Haskell has been around in one form or another for nearly two decades now, yet has never been extended with explicit support for object-oriented programming.  I've been thinking about why this is so.  I've come to the conclusion that Haskell simply doesn't need any explicit OOP support -- algebraic datatypes, modules, lazy evaluation, and first-class functions give you everything you need 

to do the kinds of things you would use classes and inheritance for in OO languages.

To see why this is so, let's think about what OOP is.  At the most basic level we have what some call object-based programming.  This amounts to support for data hiding and abstract data types.  Haskell's module system handles this function quite well, without any need to introduce a special concept of "class" (in the OO sense) nor private vs. public class members.
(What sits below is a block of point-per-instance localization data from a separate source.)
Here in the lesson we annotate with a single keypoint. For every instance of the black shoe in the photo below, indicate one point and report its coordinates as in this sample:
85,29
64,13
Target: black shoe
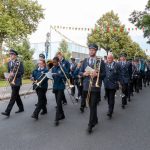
56,122
62,117
35,117
19,111
64,103
123,106
89,130
82,109
105,97
109,115
43,112
77,99
5,114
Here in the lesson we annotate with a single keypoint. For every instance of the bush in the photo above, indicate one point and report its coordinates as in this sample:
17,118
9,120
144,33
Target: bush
3,69
29,66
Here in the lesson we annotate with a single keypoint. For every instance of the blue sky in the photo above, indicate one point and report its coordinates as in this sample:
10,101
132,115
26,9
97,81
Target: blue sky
85,13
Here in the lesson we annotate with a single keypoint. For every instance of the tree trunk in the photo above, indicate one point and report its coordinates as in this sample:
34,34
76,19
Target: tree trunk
1,43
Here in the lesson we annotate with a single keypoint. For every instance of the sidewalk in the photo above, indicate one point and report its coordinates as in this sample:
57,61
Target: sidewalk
6,93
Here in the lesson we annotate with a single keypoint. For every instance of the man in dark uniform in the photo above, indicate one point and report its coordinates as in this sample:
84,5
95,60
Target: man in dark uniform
58,89
73,66
41,56
135,75
111,82
66,66
125,76
148,72
91,95
16,71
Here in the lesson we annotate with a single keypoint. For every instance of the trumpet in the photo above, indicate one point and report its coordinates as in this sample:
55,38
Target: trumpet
37,84
96,67
98,75
14,79
68,81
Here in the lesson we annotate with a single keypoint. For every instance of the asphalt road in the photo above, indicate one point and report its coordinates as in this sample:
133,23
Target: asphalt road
128,130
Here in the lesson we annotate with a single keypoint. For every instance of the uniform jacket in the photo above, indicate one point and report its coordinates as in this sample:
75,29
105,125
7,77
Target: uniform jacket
112,76
125,72
40,72
86,80
66,66
11,65
59,78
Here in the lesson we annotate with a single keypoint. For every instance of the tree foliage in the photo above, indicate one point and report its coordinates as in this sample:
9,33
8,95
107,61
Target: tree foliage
63,47
141,19
25,55
110,35
18,19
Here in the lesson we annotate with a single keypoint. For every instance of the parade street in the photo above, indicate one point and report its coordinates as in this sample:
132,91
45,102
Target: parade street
129,129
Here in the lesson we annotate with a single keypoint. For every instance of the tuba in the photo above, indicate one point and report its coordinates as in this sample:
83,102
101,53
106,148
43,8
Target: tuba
15,71
97,68
98,65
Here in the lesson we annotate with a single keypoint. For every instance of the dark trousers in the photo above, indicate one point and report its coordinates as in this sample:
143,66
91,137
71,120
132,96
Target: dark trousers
64,98
15,97
140,82
72,81
93,120
136,84
42,100
111,99
80,89
125,93
59,109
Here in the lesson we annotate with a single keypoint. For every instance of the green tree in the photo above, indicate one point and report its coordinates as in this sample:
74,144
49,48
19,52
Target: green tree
63,47
109,33
141,19
18,19
25,55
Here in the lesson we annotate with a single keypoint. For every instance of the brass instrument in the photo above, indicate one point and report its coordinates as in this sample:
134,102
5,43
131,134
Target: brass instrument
80,80
14,79
68,81
10,80
69,84
96,67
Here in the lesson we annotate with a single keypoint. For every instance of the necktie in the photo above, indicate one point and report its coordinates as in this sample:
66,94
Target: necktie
92,61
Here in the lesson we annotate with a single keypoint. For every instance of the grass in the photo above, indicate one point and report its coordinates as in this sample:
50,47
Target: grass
24,81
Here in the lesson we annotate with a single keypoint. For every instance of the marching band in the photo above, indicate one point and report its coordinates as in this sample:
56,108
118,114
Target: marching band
85,77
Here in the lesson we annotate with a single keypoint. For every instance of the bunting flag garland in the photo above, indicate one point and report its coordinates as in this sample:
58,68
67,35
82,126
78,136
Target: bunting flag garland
106,28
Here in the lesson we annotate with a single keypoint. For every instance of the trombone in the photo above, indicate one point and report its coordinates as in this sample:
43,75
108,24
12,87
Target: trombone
68,81
8,79
96,67
14,79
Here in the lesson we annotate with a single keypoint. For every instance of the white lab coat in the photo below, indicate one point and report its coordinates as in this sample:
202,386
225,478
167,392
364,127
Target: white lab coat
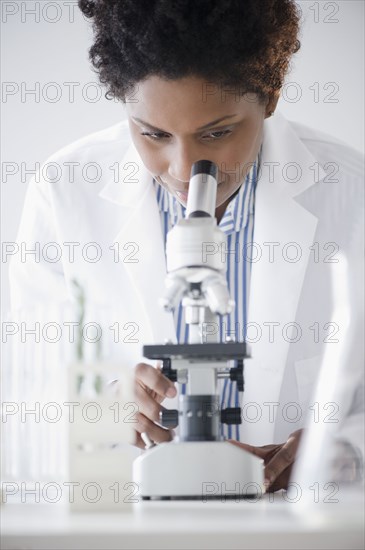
310,191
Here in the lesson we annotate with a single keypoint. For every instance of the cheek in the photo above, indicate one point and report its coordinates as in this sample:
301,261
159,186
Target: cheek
150,155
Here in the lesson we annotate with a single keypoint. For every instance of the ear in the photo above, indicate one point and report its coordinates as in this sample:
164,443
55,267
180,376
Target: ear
272,103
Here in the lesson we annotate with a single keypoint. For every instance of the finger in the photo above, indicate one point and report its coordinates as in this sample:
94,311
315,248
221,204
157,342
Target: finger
155,432
281,460
155,380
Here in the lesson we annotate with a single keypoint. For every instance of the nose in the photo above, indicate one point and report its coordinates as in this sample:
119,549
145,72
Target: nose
181,160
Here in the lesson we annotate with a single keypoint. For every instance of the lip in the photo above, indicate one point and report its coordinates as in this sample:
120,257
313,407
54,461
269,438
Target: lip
183,195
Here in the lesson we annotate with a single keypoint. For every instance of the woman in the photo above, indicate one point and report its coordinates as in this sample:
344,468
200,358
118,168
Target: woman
201,80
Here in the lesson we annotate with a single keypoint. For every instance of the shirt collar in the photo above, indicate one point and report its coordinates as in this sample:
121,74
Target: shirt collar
238,209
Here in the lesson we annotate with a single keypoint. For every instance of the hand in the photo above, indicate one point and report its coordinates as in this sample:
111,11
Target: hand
278,460
151,387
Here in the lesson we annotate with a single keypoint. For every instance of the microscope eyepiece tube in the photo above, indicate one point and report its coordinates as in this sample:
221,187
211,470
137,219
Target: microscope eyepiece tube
202,189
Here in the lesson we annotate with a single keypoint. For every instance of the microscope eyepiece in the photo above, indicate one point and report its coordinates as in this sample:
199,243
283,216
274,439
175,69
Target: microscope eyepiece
204,167
202,189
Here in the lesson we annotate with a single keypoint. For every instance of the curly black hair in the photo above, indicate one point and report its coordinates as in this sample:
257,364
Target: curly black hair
242,43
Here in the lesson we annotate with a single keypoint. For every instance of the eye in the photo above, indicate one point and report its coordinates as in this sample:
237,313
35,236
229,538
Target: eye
218,134
155,135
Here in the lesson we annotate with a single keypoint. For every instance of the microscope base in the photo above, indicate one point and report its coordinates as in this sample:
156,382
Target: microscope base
198,469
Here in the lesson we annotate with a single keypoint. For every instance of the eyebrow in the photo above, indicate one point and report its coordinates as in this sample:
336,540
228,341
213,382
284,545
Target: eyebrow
208,125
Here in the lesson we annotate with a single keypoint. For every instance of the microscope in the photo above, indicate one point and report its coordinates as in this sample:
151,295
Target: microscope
199,463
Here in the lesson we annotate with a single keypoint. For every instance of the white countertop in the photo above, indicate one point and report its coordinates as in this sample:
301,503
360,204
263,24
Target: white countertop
271,522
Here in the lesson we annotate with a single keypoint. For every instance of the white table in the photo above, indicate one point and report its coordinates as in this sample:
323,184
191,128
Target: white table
269,523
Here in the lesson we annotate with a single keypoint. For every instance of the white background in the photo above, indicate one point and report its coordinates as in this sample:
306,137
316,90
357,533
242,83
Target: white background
47,42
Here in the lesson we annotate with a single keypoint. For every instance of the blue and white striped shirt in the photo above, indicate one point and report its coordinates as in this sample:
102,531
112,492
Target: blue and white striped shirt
238,224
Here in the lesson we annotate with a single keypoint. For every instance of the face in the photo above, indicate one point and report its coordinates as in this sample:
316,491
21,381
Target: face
178,122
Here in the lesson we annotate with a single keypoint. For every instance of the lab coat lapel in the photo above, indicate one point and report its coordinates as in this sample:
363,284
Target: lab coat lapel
141,226
276,282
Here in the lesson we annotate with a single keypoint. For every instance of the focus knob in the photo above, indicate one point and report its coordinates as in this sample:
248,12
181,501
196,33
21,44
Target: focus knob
169,418
231,415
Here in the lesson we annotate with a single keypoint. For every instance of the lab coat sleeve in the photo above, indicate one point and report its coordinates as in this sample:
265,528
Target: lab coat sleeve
36,272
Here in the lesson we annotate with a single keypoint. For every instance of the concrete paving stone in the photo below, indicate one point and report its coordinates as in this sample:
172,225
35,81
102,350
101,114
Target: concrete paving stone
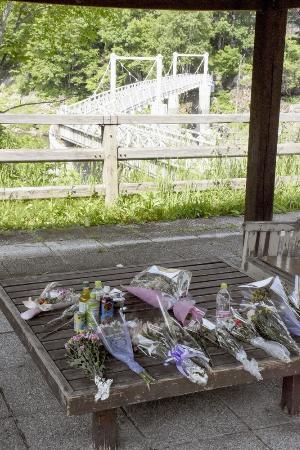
236,441
57,431
113,233
63,247
257,404
189,230
283,437
4,411
177,420
12,352
24,250
17,237
3,271
30,266
129,255
26,390
60,234
10,438
4,324
202,248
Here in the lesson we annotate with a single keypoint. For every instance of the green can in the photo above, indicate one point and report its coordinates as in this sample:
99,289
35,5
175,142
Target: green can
79,322
93,312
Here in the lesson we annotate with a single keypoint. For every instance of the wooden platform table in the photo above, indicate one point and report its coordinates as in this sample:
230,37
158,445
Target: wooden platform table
76,393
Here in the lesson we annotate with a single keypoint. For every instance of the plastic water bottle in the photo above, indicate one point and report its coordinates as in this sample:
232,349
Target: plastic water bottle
223,304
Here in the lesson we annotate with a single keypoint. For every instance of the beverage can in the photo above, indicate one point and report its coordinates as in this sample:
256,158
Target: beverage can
83,307
107,309
79,322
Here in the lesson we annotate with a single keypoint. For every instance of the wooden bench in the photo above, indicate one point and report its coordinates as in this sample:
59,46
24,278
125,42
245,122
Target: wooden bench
270,239
75,392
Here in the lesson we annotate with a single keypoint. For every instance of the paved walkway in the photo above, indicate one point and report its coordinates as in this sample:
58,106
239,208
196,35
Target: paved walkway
238,418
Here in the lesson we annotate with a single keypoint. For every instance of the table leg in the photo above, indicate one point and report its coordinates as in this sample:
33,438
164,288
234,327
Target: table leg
104,430
290,399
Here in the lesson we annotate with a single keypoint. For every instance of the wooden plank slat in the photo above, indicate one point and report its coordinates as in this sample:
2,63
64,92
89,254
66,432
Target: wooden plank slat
203,5
157,153
53,376
50,155
191,264
78,191
127,387
122,277
169,385
90,119
265,110
197,278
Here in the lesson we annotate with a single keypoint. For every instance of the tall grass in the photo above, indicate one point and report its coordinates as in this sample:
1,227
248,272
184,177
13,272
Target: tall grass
162,205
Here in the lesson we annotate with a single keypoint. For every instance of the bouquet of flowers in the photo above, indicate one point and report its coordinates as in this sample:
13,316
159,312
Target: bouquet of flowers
269,325
158,283
219,336
52,298
274,293
169,288
294,296
170,342
85,351
244,331
116,339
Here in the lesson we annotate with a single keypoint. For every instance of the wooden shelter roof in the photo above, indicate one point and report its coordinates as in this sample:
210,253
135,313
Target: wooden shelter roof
196,5
269,43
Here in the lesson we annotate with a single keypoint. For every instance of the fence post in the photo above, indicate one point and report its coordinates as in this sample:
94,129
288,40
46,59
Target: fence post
110,166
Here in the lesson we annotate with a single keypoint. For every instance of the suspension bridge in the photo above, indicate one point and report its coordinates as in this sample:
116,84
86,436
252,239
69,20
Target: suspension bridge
160,95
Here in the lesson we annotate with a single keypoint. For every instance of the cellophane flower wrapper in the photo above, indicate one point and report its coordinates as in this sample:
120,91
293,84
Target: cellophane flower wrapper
86,352
244,331
294,296
272,291
116,339
52,298
221,337
269,325
159,283
156,341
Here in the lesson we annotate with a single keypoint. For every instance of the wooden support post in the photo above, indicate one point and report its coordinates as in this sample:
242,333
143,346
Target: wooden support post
264,111
290,399
104,430
110,167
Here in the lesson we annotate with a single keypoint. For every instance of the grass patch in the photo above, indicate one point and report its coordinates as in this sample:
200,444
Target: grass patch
60,213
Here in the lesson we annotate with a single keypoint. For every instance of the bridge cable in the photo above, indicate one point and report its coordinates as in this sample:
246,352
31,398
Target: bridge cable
149,72
198,68
102,79
129,73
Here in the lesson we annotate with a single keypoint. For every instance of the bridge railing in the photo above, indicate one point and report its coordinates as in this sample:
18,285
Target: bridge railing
111,154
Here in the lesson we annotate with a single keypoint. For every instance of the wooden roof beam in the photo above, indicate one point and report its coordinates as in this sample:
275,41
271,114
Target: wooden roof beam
268,58
200,5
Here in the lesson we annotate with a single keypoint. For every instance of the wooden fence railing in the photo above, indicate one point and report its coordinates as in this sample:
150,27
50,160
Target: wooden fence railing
111,154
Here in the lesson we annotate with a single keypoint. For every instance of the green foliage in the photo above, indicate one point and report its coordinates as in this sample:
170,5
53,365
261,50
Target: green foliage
63,50
134,209
291,75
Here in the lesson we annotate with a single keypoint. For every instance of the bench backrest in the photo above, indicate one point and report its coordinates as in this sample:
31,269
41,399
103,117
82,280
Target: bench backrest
270,239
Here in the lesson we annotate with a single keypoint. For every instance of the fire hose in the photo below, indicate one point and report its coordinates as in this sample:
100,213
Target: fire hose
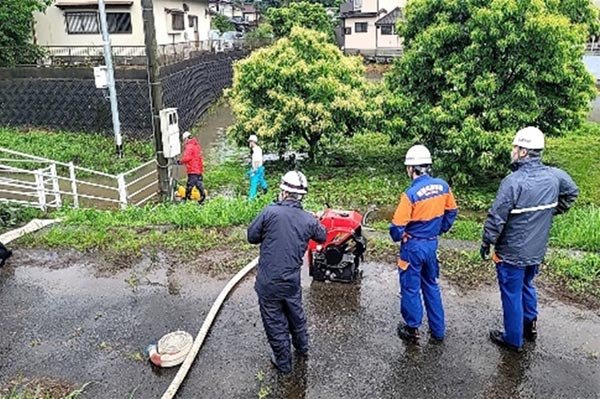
191,356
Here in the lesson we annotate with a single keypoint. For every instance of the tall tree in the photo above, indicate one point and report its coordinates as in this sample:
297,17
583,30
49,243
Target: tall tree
303,14
475,71
298,91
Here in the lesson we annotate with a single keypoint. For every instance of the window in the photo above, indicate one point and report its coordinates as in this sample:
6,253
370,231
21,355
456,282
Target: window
360,27
82,22
177,21
118,22
387,29
89,22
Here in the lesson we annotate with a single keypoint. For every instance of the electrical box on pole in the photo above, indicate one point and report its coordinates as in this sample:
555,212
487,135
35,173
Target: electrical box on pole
169,128
101,77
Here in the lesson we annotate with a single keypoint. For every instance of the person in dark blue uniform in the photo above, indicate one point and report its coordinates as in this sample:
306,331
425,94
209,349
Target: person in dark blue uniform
518,226
283,231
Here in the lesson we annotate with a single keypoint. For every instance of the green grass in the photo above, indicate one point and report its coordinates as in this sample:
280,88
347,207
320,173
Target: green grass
576,275
577,229
218,212
12,216
579,155
92,151
580,274
40,389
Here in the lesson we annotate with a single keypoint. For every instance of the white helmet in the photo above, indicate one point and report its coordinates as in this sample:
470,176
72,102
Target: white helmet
294,182
530,138
417,155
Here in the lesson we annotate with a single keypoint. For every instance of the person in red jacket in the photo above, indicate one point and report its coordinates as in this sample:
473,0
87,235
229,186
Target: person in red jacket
194,166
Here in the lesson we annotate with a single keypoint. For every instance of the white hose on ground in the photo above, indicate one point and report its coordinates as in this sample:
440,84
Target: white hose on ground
185,367
34,225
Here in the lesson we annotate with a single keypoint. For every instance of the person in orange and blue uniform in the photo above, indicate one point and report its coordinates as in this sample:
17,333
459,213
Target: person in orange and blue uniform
426,210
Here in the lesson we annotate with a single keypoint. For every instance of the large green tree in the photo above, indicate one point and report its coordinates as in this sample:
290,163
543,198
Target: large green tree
297,92
475,71
303,14
16,22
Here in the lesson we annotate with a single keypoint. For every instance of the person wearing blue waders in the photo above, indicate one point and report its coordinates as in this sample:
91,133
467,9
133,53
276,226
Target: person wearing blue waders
257,170
518,225
427,209
283,230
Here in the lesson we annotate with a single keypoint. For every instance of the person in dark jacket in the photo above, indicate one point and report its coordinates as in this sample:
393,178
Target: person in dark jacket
283,231
194,166
518,225
5,253
426,210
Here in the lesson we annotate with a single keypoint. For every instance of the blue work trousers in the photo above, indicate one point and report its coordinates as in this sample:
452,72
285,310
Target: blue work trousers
257,178
283,318
421,276
519,299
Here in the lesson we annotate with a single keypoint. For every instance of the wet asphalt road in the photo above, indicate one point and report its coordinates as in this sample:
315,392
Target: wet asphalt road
62,318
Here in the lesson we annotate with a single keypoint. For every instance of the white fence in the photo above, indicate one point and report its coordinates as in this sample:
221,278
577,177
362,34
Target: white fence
43,183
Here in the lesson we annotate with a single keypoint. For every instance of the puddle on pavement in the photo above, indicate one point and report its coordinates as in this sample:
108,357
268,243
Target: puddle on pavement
93,325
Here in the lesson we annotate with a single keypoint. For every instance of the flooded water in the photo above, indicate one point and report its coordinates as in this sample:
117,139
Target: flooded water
65,316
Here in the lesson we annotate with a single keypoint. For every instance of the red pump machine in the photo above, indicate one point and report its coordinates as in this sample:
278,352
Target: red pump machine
339,257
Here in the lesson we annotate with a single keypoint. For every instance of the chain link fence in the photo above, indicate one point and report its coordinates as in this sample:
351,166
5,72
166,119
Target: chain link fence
66,98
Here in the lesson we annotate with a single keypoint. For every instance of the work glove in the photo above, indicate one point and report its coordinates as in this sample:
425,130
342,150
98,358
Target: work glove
484,251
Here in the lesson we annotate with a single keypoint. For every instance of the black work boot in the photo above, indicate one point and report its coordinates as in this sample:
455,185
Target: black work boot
530,330
274,363
408,334
497,337
6,253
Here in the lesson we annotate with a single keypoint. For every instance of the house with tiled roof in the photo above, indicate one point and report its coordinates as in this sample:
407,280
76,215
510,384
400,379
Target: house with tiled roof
368,27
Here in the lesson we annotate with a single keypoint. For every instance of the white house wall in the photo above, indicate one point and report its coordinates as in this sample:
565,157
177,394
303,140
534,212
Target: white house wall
164,32
360,41
51,27
388,41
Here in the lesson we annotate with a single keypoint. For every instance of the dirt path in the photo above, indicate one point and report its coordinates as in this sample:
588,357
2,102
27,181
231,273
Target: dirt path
63,319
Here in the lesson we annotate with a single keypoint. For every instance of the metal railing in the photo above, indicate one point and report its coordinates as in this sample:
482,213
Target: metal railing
43,183
131,55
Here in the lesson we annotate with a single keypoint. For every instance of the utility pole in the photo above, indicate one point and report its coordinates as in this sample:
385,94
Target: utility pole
110,77
162,163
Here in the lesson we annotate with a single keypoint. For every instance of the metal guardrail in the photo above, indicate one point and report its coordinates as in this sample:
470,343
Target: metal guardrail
43,183
132,55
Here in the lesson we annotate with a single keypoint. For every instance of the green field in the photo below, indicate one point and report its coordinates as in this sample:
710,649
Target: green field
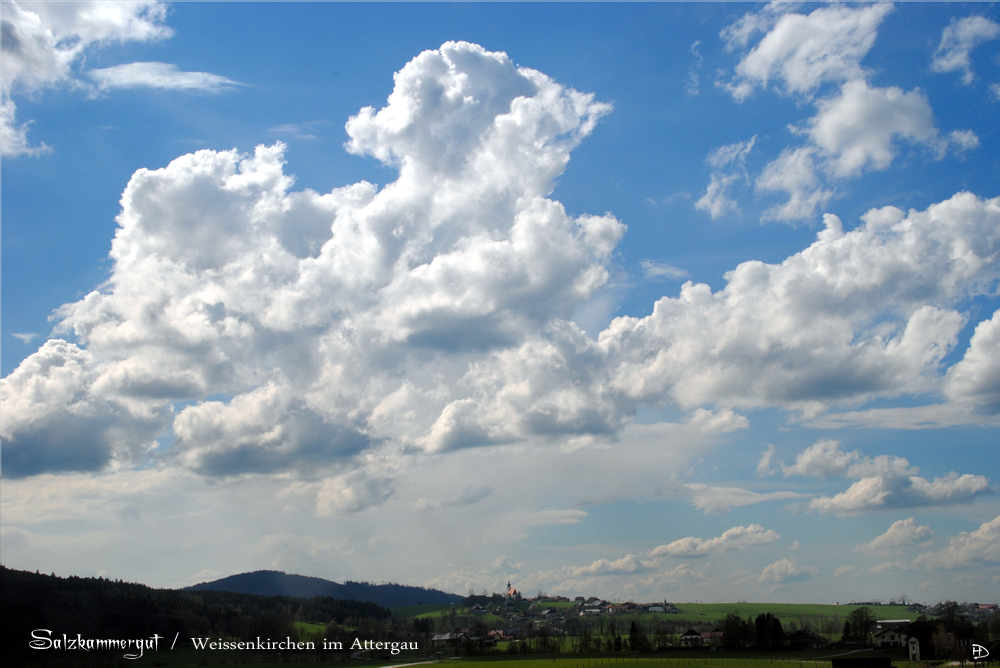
802,660
420,610
310,627
800,612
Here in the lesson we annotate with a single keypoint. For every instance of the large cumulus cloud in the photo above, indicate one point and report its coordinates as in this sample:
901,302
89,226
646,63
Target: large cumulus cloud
251,327
286,327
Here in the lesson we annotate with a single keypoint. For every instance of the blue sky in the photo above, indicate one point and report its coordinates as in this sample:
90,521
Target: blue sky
683,301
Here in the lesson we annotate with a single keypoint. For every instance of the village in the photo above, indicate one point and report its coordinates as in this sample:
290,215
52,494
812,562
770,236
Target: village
512,623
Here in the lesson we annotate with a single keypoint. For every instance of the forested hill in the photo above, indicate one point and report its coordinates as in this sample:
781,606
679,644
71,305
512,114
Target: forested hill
277,583
101,608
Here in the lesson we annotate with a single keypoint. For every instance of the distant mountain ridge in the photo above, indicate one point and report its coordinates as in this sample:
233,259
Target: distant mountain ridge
278,583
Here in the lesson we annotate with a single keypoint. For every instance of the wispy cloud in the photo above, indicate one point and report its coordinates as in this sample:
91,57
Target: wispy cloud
158,75
737,538
653,269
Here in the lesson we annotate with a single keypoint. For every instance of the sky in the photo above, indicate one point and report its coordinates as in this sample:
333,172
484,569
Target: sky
695,302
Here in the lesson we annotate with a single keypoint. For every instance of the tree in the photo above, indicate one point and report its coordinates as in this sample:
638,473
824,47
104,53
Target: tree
769,631
862,620
637,640
735,631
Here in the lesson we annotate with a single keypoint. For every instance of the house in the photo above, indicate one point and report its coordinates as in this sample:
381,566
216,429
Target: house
713,637
448,639
806,639
691,638
891,632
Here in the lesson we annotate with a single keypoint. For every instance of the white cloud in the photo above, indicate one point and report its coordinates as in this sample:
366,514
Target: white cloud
889,567
555,516
723,422
54,421
967,550
433,314
794,173
882,482
847,571
959,38
804,51
719,500
764,465
470,495
157,75
692,80
729,166
902,533
654,269
352,492
44,41
856,129
818,313
975,379
627,564
822,459
786,570
737,538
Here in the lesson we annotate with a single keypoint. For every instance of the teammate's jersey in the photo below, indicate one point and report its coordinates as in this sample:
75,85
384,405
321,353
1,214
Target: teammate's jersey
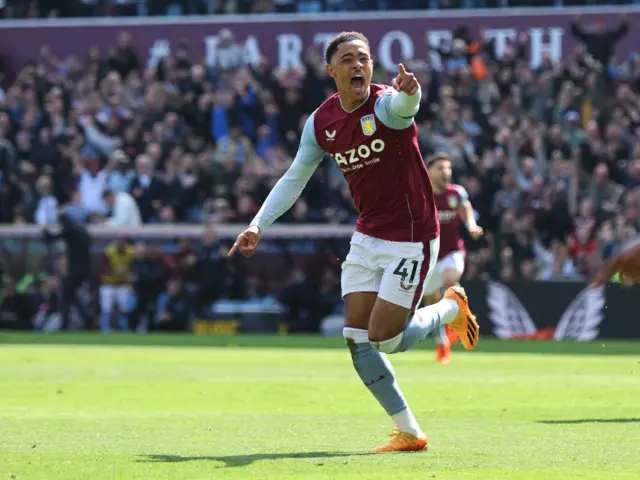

Object-oriented programming is then object-based programming plus class hierarchies and inheritance.  Why are these useful?

Properly used, OOP is all about interface inheritance, not implementation inheritance.  (At least in C++, implementation inheritance -- inheriting the data members and method implementations of a base class -- usually leads to bad design, and is discouraged by the experts.)  (For those more familiar with Python, "duck typing" is the analog of interface inheritance for a dynamically-typed language.)  Interface inheritance allows you to write procedures that operate on the base-class interface, but can be applied to objects of any type derived from the base class.  Can we do this in Haskell?

Yes, we can.  Let's consider the Haskell analog of an immutable C++ base class:

  struct Base {

    virtual ~Base();

    virtual int foo() const;

    virtual int bar(int n) const;

  };

  class derived :: public Base {

    ... data members ...

  public:

    derived(T_1 arg1, ..., T_k argk);

    ... implementations of the virtual functions ...

  };

Haskell has no direct analog of object classes and virtual methods, but you can use lazy evaluation and first-class functions to achieve the same result:

  data Base = Base { foo :: Int, bar :: Int -> Int }

  derived :: T_1 -> ... -> T_k -> Base

  derived a_1 ... a_k = Base { foo = ...; bar = bar } where bar n = ...

 

The analog of a mutable C++ base class is a little bit more involved, but not much.  Suppose that we change bar(int) to be a mutating method in the C++ Base class:

  virtual int bar(int n);

The Haskell analog then changes to

  data Base = Base { foo :: Int, bar :: Int -> (Int, Base) }

  derived :: T_1 -> ... -> T_k -> Base

  derived a_1 ... a_k = Base { foo = ...; bar = bar } where

    bar n = (..., (derived a_1' ... a_k'))

(Here a_1', ..., a_k' are k expressions involving n and a_1, ..., a_k.)

What do the rest of you think?  Is my analysis correct?